One LA restaurateur, speaking anonymously for fear of customer retribution, told The Times that they had seen tip increases of $1.0% or other low amounts during the month, possibly in response to the 3- 4%. the fees their restaurant was charging.
“I’m not thrilled with the bill,” CALPIRG’s Engstrom said of SB 1524. “I think it was better when restaurants and bars also had to have clear upfront prices so consumers could do simple comparison shopping .When I decide to go out to a restaurant with my family, I check the prices first, on the menu, online.”

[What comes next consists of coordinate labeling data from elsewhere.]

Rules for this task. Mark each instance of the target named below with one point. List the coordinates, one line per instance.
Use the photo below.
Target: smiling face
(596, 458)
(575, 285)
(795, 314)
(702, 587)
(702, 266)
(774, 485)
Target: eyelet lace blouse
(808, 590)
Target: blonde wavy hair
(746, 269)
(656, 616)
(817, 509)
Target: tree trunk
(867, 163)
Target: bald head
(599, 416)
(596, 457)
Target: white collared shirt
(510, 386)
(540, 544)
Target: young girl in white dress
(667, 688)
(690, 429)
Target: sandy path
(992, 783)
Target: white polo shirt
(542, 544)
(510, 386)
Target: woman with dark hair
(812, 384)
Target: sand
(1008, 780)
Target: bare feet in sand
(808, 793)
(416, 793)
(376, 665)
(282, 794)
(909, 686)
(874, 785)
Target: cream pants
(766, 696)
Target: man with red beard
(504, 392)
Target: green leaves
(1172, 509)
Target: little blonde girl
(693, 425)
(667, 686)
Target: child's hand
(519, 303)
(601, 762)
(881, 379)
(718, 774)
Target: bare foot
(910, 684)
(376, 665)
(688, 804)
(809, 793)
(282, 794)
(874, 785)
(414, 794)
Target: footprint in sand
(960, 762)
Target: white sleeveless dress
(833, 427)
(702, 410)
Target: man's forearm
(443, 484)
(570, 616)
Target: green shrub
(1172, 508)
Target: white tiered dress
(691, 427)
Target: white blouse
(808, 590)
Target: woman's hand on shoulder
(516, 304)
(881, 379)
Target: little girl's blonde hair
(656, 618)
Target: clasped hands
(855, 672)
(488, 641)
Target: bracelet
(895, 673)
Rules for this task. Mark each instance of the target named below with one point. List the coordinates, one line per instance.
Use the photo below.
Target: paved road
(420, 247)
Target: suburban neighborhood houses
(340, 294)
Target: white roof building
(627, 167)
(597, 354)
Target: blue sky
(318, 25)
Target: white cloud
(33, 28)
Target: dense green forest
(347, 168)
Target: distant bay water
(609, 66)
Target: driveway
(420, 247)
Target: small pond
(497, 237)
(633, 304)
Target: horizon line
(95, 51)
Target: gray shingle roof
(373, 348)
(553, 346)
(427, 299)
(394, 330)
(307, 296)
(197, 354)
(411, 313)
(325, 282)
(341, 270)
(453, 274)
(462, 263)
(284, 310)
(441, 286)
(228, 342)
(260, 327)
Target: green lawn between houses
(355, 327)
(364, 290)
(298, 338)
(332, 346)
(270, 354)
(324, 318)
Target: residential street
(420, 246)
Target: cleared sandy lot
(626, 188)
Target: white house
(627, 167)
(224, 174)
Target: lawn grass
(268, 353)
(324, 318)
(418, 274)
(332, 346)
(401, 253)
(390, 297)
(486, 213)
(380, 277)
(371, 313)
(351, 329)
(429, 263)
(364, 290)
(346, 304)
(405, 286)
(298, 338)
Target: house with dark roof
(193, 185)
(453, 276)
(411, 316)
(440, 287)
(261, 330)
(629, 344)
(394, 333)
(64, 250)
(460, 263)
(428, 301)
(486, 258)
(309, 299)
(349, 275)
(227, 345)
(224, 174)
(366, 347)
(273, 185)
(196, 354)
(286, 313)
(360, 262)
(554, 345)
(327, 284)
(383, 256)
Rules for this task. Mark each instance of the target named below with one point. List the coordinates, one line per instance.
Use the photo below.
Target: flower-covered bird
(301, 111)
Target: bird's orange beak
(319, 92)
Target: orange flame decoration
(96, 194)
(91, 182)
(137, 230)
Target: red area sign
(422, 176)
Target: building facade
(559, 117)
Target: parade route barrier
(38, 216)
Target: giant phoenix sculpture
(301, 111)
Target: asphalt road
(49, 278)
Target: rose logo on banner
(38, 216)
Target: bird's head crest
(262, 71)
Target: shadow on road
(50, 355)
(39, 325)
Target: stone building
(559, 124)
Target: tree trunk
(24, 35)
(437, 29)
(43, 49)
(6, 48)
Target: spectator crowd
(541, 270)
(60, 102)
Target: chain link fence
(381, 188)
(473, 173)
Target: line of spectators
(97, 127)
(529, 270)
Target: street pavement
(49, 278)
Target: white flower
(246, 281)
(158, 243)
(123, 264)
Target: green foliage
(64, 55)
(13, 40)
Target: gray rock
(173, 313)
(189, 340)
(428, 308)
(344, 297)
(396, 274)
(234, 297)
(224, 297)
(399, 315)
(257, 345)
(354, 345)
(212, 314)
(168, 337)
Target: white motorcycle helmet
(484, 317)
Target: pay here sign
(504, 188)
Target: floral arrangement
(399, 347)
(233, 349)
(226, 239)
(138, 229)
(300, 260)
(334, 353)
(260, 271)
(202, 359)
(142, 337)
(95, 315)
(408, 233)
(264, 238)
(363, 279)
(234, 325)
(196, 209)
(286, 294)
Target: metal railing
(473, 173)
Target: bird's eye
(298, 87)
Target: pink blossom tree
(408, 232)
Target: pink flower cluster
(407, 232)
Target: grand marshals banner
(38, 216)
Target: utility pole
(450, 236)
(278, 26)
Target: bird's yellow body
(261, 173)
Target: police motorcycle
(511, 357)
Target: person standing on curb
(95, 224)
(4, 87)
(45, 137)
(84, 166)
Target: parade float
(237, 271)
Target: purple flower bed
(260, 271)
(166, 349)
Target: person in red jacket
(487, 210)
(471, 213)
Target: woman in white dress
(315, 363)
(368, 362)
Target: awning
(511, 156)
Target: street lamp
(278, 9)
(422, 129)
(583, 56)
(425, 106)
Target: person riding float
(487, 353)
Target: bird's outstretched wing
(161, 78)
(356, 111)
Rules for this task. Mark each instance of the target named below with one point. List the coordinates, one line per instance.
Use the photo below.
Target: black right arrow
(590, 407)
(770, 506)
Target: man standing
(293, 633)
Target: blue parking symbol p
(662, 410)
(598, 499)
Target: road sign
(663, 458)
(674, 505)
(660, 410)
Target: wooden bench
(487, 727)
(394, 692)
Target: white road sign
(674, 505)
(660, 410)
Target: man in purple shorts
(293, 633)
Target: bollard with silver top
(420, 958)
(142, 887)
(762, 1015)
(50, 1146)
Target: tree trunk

The fact that SB 1524 requires clear posting of fees is a benefit, she said, but it is not as strong as SB 478 with the attorney general’s initial guidance that required the transfer of service fees to listed prices. Engstrom called SB 478 “a great model bill,” saying she would like to see similar consumer protection legislation in other states, or federally — without much change for industries, regardless of how service fees affect in their business plans.
“I think [SB 1524] Unfortunately it’s a step back, but it’s still transparent,” she said. “You can still see it; you just have to do the math.”